A poll taken at the end of 2016 found that Trump voters were even less supportive of cuts to Social Security and Medicare than were Clinton voters.

Miscalculating on health-care policy helped wreck the Democratic party, and Republicans risk their own miscalculation on entitlements. While some on the right take it as an article of faith that “entitlement reform” is the holiest of conservative holies, many conservative and Republican voters feel decidedly otherwise. A poll taken at the end of 2016 found that Trump voters were even less supportive of cuts to Social Security and Medicare than were Clinton voters, and both groups were very hostile to such measures.

It’s telling that Minority Leader Chuck Schumer has sent signals that he plans a pitched battle over the nomination of Tom Price to be the secretary of Health and Human Services. This might be less about derailing Congressman Price’s nomination and more about baiting Republicans into a pitched battle over Medicare reform. By making Marco Rubio the Republican face of the Gang of Eight bill, Senator Schumer helped kneecap his 2016 presidential bid before it had even begun; he would no doubt like to do the same to the Republican legislative agenda of 2017. Republicans did not run on Medicare privatization in 2016, and pushing through Medicare reform on a party-line vote could very well exhaust the party’s political capital, leaving it unable to pass other items that would prove much more popular and more helpful for sustaining the GOP coalition. On health care, the party will have its hands full with trying to untangle the Affordable Care Act; without a significant bipartisan consensus, entitlement reform might be a bridge too far over the next few years.

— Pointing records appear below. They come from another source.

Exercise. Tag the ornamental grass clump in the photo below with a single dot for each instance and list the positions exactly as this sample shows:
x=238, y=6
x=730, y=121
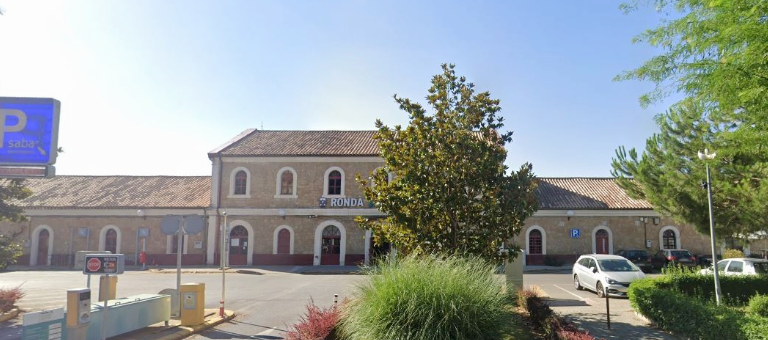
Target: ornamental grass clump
x=428, y=297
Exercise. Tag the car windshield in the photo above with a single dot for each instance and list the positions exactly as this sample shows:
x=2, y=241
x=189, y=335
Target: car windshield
x=761, y=267
x=617, y=266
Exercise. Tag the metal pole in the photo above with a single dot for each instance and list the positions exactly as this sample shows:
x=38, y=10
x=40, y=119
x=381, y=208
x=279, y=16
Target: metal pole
x=718, y=292
x=179, y=245
x=104, y=316
x=221, y=262
x=607, y=307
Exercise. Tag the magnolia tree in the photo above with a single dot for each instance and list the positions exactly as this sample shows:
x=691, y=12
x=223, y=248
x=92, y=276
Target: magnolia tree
x=445, y=187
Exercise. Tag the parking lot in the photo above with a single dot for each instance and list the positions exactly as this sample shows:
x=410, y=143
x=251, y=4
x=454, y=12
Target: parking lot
x=584, y=308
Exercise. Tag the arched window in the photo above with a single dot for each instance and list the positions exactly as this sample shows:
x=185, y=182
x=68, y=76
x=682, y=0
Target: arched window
x=241, y=182
x=286, y=183
x=110, y=241
x=334, y=183
x=535, y=245
x=670, y=239
x=284, y=241
x=42, y=248
x=331, y=240
x=602, y=242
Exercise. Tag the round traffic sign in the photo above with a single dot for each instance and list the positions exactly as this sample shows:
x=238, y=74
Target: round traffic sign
x=94, y=264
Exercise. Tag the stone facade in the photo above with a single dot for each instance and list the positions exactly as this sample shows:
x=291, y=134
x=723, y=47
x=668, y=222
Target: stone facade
x=268, y=226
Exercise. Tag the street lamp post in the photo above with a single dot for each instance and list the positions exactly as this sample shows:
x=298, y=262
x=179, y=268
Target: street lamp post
x=704, y=156
x=221, y=262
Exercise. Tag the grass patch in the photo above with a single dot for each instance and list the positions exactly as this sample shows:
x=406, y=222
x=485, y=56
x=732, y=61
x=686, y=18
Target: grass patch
x=429, y=298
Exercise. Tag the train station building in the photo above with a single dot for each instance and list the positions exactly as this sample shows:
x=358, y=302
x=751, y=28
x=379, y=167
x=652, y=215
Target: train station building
x=290, y=198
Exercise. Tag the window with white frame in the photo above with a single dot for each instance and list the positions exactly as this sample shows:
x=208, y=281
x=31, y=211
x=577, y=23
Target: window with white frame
x=240, y=182
x=334, y=182
x=286, y=183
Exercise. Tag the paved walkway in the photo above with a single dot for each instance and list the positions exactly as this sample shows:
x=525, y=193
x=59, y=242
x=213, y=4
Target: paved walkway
x=590, y=314
x=625, y=325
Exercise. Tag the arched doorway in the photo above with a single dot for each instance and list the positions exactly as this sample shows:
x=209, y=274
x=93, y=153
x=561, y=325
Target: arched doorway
x=42, y=248
x=331, y=246
x=110, y=241
x=602, y=241
x=670, y=241
x=284, y=241
x=238, y=246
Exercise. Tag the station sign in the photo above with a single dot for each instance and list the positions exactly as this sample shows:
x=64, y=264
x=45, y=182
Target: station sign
x=104, y=264
x=29, y=131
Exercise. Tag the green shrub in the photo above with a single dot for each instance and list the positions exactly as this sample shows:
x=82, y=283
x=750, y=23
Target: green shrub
x=427, y=297
x=758, y=305
x=736, y=289
x=683, y=314
x=732, y=253
x=755, y=327
x=10, y=251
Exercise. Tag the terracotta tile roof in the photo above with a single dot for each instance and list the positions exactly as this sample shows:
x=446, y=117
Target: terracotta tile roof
x=301, y=143
x=115, y=192
x=579, y=193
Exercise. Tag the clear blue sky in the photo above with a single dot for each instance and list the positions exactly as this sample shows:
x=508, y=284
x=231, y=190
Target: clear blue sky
x=149, y=87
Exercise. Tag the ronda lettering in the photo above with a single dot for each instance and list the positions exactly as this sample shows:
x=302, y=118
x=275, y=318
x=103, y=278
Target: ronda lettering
x=347, y=202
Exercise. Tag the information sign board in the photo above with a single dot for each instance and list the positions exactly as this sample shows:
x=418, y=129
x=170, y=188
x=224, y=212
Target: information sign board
x=101, y=264
x=29, y=129
x=575, y=233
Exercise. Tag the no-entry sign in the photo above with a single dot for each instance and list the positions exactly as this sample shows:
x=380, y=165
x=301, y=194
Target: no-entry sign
x=104, y=264
x=94, y=264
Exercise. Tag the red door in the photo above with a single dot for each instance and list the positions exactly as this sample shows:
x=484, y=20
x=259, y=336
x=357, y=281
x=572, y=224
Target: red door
x=238, y=246
x=284, y=242
x=601, y=242
x=42, y=248
x=331, y=247
x=110, y=241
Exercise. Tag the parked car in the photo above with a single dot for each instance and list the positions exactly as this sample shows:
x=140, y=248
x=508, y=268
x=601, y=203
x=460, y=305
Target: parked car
x=639, y=257
x=740, y=266
x=664, y=257
x=705, y=260
x=611, y=274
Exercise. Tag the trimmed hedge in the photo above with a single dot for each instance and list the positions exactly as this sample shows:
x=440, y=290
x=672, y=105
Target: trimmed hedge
x=737, y=290
x=681, y=311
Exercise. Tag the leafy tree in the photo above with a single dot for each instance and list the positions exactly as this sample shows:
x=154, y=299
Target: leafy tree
x=449, y=191
x=669, y=174
x=715, y=53
x=11, y=191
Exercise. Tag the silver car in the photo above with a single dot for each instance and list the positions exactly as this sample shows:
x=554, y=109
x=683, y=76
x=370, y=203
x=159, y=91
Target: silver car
x=605, y=274
x=740, y=266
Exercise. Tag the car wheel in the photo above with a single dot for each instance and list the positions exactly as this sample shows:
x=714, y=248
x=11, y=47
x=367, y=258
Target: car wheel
x=576, y=283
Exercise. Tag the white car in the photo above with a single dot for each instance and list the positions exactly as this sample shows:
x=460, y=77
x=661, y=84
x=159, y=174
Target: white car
x=603, y=274
x=740, y=266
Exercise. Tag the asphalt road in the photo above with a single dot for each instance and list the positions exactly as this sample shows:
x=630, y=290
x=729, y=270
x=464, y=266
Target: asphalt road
x=267, y=302
x=589, y=312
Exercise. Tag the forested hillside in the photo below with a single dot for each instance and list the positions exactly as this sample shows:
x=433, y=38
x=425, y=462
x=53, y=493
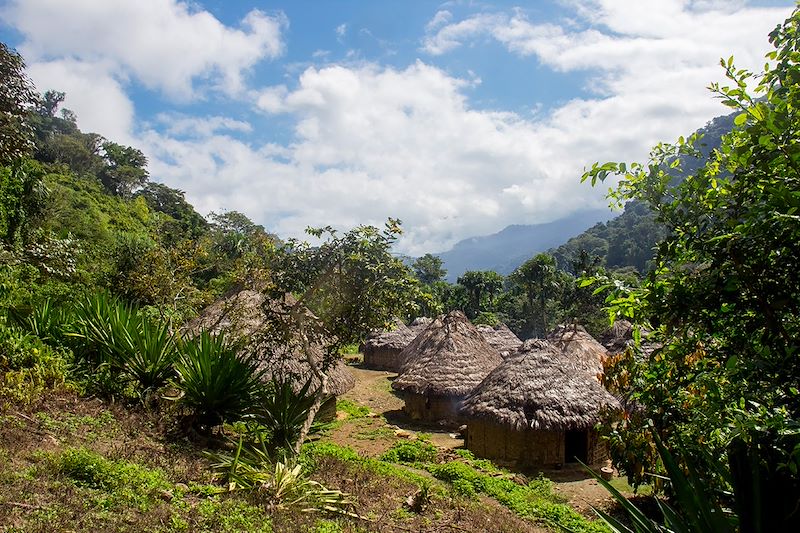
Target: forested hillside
x=629, y=240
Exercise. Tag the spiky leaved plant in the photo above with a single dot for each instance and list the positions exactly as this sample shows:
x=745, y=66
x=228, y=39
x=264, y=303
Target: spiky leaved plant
x=216, y=382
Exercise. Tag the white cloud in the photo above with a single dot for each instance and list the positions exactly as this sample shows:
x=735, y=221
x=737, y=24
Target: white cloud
x=96, y=97
x=167, y=45
x=373, y=142
x=180, y=125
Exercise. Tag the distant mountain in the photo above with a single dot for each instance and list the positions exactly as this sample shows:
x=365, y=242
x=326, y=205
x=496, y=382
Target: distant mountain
x=620, y=241
x=506, y=250
x=629, y=239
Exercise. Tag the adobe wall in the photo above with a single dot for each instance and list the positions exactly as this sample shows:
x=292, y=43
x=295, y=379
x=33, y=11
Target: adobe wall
x=382, y=358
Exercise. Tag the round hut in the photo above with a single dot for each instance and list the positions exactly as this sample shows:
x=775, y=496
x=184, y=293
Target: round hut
x=538, y=408
x=501, y=338
x=382, y=349
x=618, y=337
x=240, y=317
x=444, y=363
x=576, y=343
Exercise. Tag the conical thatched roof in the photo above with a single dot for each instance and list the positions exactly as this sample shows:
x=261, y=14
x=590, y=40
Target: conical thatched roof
x=501, y=338
x=578, y=345
x=240, y=317
x=539, y=387
x=618, y=337
x=419, y=324
x=396, y=339
x=449, y=358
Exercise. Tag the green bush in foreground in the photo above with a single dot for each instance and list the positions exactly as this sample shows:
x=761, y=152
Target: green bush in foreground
x=124, y=483
x=410, y=451
x=216, y=383
x=534, y=501
x=28, y=366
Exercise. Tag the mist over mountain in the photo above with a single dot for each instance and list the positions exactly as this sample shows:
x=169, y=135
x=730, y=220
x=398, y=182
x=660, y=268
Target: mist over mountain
x=507, y=249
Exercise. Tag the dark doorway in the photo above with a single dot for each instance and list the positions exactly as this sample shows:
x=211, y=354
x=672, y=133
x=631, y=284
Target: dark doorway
x=576, y=446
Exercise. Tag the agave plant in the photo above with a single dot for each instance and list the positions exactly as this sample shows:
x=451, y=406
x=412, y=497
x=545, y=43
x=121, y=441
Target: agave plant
x=283, y=411
x=282, y=484
x=695, y=511
x=47, y=321
x=216, y=382
x=102, y=323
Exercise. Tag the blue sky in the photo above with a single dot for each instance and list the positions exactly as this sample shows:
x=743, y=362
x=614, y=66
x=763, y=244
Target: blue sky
x=457, y=117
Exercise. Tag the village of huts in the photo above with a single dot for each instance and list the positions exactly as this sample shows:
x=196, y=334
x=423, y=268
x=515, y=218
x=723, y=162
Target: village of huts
x=531, y=404
x=240, y=315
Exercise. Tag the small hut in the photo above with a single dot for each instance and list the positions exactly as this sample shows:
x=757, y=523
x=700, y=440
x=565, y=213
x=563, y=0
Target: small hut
x=442, y=365
x=538, y=408
x=240, y=316
x=382, y=349
x=581, y=347
x=502, y=338
x=419, y=324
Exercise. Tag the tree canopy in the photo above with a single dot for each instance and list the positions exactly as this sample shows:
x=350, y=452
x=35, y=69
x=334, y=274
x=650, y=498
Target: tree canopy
x=724, y=297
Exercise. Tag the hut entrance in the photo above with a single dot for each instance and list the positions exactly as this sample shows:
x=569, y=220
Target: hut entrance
x=576, y=446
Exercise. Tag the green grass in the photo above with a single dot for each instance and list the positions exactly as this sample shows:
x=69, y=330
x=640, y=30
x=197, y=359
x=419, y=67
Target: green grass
x=311, y=452
x=410, y=451
x=535, y=501
x=352, y=409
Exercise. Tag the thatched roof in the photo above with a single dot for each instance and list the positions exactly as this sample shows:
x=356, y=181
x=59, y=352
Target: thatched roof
x=241, y=318
x=419, y=324
x=501, y=338
x=618, y=337
x=396, y=339
x=539, y=387
x=578, y=345
x=449, y=358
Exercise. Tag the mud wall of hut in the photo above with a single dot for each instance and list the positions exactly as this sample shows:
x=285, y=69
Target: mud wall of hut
x=526, y=448
x=598, y=449
x=382, y=358
x=431, y=408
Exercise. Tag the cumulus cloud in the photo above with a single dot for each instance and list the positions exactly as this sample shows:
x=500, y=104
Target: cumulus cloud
x=371, y=141
x=167, y=45
x=97, y=97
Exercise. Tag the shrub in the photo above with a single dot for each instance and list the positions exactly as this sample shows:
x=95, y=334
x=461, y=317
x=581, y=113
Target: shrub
x=410, y=451
x=28, y=366
x=125, y=483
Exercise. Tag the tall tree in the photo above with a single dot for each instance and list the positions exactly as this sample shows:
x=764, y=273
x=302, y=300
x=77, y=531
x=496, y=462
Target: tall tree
x=17, y=98
x=724, y=299
x=482, y=286
x=346, y=287
x=124, y=169
x=539, y=279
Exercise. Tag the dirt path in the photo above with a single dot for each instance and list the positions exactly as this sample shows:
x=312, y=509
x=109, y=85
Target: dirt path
x=373, y=435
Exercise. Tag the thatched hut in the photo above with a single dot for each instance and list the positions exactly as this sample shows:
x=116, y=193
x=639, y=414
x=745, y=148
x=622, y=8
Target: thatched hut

Substantive rethinking might not be required for every area. For instance, defending sensible, conservative nominees for the federal courts would seem an obvious enterprise. The fear of a judiciary dominated by unrelenting leftists no doubt drew many center-right voters to the polls. But many of the problems of the 21st century — from trade policy to regulatory strategies — will require renewed imagination.

Some of the challenges facing Republicans are legislative, but some are also administrative. Donald Trump made his administrative skill as a businessman central to his campaign pitch, so he will need to show competence in administrating the vast bureaucracy of the federal government and in responding to crises foreign and domestic. The flawed roll-out of the ACA added to the tsunami that took out Democrats in 2014, and Republicans could face a similar storm if they struggle to implement their own reforms. As the recent contretemps over the reform of House ethics rules suggests, ethical issues can have a potent political charge, too.

#related#The notion of a “mandate” often has more force as a media narrative than a constitutional principle. Nevertheless, Republicans should not delude themselves about the causes or extent of their victory in November. A combined swing of about a hundred thousand votes in Pennsylvania, Michigan, and Wisconsin would have led to a Hillary Clinton victory in November. Republicans have a sizable majority in the House, but they won the House popular vote by only about 1 percentage point (49.1 to 48 percent). Doubling down on failed strategies led to the current rout for Democrats, but a disappointed electorate will return power to Democrats if Republicans fail to make a serious effort at addressing some of the broader drivers of alienation and disappointment.

Governing has consequences. Those consequences have helped bring down more than one seemingly perpetual majority, and a record of success is a way of leaving a legacy more enduring than a temporary political majority.